U.S. gross domestic product grew in the second quarter on higher consumer spending, an uptick in exports and housing starts, and higher state and local government spending.
Quarterly GDP rose 2.3%, following a 0.6% rise in the first quarter, the Commerce Department said Thursday. Economists on average had expected a 2.6% growth rate for the second quarter, but “the growth composition pointed to firming domestic fundamentals,” according to Reuters.
“The Fed on Wednesday described the economy as expanding ‘moderately’ while upgrading its view of the labor market and saying housing had shown ‘additional’ improvement,” Reuters wrote.
Personal consumption expenditures rose 2.9% in the second quarter, compared with an increase of 1.8% in the first, Commerce said. The savings rate fell to 4.8% from 5.2%. Exports rose 5.3%, in contrast to a decrease of 6% during the last quarter. Imports (a subtraction in the calculation of GDP) rose 3.5%, compared with an increase of 7.1% in the first quarter.

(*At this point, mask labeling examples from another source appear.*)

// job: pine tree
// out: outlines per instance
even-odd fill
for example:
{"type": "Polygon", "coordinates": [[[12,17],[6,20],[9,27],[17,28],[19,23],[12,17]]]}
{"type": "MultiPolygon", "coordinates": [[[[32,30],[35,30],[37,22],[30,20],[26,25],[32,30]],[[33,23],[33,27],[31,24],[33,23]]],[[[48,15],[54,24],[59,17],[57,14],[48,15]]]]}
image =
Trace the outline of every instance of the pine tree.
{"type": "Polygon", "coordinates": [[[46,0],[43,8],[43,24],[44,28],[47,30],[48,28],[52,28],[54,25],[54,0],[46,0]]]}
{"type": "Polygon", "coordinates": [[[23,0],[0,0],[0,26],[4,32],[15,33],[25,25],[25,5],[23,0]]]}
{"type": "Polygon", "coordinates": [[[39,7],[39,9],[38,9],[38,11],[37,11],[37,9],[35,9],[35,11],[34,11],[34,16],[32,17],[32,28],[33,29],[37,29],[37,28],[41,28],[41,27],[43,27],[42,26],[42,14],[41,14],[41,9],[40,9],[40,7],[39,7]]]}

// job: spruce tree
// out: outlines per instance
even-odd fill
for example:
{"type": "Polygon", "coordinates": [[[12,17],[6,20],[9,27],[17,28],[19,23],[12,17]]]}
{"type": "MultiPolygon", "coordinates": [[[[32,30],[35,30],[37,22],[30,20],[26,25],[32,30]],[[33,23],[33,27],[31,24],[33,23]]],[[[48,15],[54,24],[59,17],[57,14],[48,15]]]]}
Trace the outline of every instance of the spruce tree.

“However, the energy sector continued to weigh on growth as it struggles with the lingering effects of deep spending cuts by oil-field companies like Schlumberger and Halliburton in the aftermath of a more than 60% plunge in crude oil prices last year,” Reuters wrote.
As whole, private businesses increased inventories $110 billion in the second quarter, compared with an increase of $112.8 billion in the first quarter.
The revision to first-quarter growth (it was originally forecast as a 0.2% contraction) reflected steps taken by the government to refine the seasonal adjustment for some components of GDP.